Este es uno de esos treinta Himnos, en los que se superponen tres tiempos: el pasado remoto de la Inglaterra ancestral del siglo VIII, el pasado próximo de la infancia de Hill bajo la guerra y el presente de la escritura:
Sus palas se afanaban a través de la tierra variablemente resistente. Cavaron hasta el tesoro. Saquearon epifanías, vértebras de la quimera, caparazones de larvas de abeja. Golpearon la piel escamada del dragón de fuego.
A los hombres se les pagaba para calafatear cañerías de agua. Fermentaban y meaban en medio del esplendor; el estuario de su letrina humeaba entre ortigas. Están dispersos en tus colectas, alabeo mohoso.
Es otoño. Ramas de castaño traman sus hojas inflamadas. El jardín se descompone clamando atención: culturas telúricas enriquecidas con esquirlas, bulbos, nódulos, los hundidos sólidos de la gravedad. He rastrillado una llamarada dorada y pestilente.

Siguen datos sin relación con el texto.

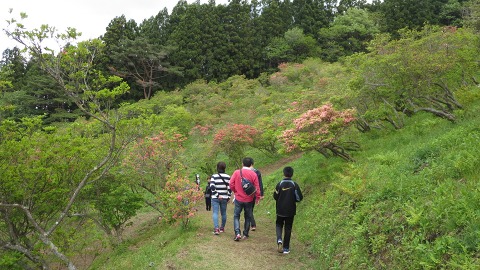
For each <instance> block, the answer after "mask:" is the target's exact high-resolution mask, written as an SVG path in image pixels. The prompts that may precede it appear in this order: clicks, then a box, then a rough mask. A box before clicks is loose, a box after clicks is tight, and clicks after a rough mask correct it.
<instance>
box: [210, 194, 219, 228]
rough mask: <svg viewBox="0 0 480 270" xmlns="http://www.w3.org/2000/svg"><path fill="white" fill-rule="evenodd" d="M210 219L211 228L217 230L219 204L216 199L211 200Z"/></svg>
mask: <svg viewBox="0 0 480 270" xmlns="http://www.w3.org/2000/svg"><path fill="white" fill-rule="evenodd" d="M212 206H213V211H212V219H213V228H214V229H215V231H216V230H217V229H218V209H219V207H220V206H219V202H218V199H212Z"/></svg>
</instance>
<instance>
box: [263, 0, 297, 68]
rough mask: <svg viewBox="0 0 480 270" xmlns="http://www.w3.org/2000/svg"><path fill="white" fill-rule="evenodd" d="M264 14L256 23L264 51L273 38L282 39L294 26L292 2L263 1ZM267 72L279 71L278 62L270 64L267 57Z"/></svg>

Tras la publicación de la espléndida poesía religiosa de Tenebrae (1978) y la meditación sobre ética y estética en la poesía de El misterio de la caridad de Charle Péguy, Hill se instaló en Estados Unidos desde finales de los años ochenta para dar clases en Boston.
Fue allí donde tras un largo silencio revitalizó su escritura poética con libros como Canaan, en el que, sin dejar su exigencia estilística, da rienda suelta a la protesta airada contra la política, a la solidaridad con el sufrimiento de los débiles y a la piedad:
La piedad, a solas con su furia,
se asienta en las multitudes
como buscó el fénix
en un centenar de ciudades tributo de llama reparadora.
En las antípodas de la banalidad del populismo poético, el riguroso trabajo estilístico de Hill elabora una poesía exigente por su densidad intelectual, su potencia verbal y su postura ética. Una poesía difícil, ambiciosa y sorprendente en la que se producen múltiples confluencias: de concepto y emoción, de mirada y memoria, de imaginación y observación, de lo profético y lo histórico, de lo visionario y lo testimonial, de la historia remota y la memoria personal para dar cuenta de un mundo oscuro y apocalíptico habitado por la crueldad, la violencia y la desesperanza.
La unidad de tono patente a lo largo de toda su trayectoria es en gran medida el resultado expresivo de su exigencia estilística. “El arte tiene el derecho -no la obligación- de ser difícil si así lo desea”, afirmaba Hill, enfrentado a la degradación del lenguaje de la poesía desde el repudio del prosaísmo y del estilo pobre que aproxima la poesía al lenguaje cotidiano.